Checkpoints and durability: Paths to speed
IBM solidDB uses several additional techniques to accelerate database processing, starting with a patented checkpointing method that produces a snapshot-consistent checkpoint without blocking normal transaction processing. A snapshotconsistent checkpoint allows the database to restart from a checkpoint only. Other database products do not normally allow that-the transaction log files must be used to recalculate the consistent state (solidDB allows transaction logging to be turned off, if desired). The solidDB solution is made possible by the ability to allocate row images and row shadow images (different versions of the same row) without using inefficient block structures. Only those images that correspond to a consistent snapshot are written to the checkpoint file, and the row shadows allow the currently executing transactions to run unrestricted during checkpointing.
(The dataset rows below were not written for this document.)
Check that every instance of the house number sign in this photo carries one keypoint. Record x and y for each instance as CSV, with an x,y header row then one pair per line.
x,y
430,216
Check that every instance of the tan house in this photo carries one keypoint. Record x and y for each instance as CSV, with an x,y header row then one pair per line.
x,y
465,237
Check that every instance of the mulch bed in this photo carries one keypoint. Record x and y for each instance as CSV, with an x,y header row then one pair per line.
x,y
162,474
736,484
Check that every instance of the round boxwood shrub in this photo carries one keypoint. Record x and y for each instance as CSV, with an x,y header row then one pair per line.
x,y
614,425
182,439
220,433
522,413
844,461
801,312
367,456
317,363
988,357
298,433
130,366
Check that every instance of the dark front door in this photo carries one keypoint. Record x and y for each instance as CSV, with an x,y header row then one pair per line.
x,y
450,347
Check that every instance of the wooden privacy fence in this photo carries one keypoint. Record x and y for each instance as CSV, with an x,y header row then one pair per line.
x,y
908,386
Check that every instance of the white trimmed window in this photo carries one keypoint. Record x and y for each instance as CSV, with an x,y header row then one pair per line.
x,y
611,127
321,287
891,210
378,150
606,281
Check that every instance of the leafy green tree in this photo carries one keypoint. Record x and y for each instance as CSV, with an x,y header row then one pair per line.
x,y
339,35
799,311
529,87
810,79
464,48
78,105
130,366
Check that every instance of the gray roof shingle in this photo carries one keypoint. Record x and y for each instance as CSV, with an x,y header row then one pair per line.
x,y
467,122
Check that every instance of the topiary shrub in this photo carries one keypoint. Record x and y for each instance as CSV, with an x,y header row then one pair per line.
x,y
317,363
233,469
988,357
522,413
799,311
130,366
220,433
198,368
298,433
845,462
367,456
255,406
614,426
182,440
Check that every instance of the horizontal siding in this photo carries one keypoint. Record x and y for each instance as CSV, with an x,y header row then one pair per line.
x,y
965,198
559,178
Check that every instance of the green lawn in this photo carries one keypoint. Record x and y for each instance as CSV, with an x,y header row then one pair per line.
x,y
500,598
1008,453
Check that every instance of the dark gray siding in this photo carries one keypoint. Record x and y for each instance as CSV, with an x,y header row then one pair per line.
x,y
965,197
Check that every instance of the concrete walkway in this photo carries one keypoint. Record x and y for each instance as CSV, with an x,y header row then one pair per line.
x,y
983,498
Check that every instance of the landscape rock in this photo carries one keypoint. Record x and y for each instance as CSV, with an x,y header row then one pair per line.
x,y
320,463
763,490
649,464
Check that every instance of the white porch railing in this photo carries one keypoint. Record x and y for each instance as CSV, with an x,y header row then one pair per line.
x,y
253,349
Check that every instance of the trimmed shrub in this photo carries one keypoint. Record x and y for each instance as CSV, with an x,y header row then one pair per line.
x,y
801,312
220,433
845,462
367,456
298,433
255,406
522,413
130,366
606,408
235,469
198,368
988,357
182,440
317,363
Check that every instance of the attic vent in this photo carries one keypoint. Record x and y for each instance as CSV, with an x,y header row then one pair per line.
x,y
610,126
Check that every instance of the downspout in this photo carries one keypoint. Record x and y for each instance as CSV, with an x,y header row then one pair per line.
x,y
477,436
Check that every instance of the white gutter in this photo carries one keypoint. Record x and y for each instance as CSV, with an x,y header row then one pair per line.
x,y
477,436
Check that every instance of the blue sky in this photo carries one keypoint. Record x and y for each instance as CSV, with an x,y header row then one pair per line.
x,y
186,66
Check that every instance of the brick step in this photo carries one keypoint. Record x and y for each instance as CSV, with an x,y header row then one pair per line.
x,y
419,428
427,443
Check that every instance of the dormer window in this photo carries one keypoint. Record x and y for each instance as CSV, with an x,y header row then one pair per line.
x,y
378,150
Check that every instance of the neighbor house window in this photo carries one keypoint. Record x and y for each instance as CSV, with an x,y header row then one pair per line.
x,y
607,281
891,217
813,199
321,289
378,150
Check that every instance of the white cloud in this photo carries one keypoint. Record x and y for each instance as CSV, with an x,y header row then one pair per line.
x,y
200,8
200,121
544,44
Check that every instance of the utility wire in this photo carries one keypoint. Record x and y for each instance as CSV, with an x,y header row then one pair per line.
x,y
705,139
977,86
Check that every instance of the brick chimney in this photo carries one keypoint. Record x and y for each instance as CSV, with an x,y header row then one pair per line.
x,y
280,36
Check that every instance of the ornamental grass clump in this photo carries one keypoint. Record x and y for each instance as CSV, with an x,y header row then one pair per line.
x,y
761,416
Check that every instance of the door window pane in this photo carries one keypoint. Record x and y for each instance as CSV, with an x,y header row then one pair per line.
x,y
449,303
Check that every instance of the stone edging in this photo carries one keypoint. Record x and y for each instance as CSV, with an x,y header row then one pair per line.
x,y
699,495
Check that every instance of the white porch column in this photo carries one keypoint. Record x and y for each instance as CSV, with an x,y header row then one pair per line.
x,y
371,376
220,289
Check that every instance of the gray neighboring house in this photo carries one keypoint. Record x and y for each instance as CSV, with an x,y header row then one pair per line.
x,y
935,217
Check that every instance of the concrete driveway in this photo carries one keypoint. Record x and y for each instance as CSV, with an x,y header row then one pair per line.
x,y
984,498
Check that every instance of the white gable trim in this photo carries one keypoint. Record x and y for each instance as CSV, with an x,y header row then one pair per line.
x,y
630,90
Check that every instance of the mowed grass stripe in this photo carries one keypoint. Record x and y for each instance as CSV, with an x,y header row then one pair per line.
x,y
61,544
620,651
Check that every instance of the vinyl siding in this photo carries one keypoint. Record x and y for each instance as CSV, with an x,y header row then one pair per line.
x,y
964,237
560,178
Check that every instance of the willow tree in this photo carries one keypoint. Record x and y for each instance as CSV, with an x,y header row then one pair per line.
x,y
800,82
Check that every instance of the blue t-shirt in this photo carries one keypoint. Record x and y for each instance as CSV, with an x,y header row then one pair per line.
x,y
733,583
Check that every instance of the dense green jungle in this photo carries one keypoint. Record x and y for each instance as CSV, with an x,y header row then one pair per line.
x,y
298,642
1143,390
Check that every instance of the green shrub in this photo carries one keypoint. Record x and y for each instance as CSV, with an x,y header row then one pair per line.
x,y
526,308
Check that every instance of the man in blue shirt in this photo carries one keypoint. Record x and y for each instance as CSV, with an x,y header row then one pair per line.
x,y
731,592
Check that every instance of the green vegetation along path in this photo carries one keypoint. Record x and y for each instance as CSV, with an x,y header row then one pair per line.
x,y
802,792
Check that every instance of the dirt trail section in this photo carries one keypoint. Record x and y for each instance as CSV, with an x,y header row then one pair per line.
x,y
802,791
Further, the solidDB query optimizer recognizes the different nature of the in-memory tables by estimating execution costs in a new way. Query optimization focuses on CPUbound execution paths, while a fully cached database will still be preoccupied with optimizing page fetches to mass storage that are no longer an issue.
Another technique IBM solidDB uses is the relaxation of transaction durability. In the past, databases always supported full durability, guaranteeing that the written data is made persistent the moment the transaction is committed. The problem is that full durability inflicts synchronous log writes, and thus it consumes resources and reduces response times. In many situations, accepting less durability for some tasks for the sake of faster response times is a perfectly acceptable trade-off. With solidDB, transaction durability can be relaxed at run time for a given database session or even for a single transaction.
IBM solidDB also increases database performance by helping developers avoid process context switches in client/ server interactions. By using a database access driver provided with solidDB that contains the full query execution code, a developer can effectively link the application with the DBMS code and use shared memory to share the data among the applications.
When all of these measures are applied and the application load is of a type that would inflict significant I/O in a traditional database, the increased throughput using solidDB can be an order of magnitude higher. Further, response time improvements are even more dramatic: latencies for query transactions are usually 10 to 20 microseconds and latencies for update transactions are generally less than 100 microseconds. In a traditional disk-based database, the corresponding times are typically measured in milliseconds.
solidDB speed and power
Beyond these performance advantages, solidDB also provides several additional benefits. It combines a fully transactional in-memory database and a powerful, disk-based database into a single, compact solution with the ability to transparently host part of the same database in memory and part on disk. And IBM solidDB is the only product on the market that can be deployed as a high-speed cache in front of almost any other relational, disk-based database (see Figure 1). Finally, solidDB delivers extreme availability, going beyond the typical five nines to 99.9999 percent uptime. In other words-if you're looking for extreme speed, you'll find it, but that's just the beginning for IBM solidDB.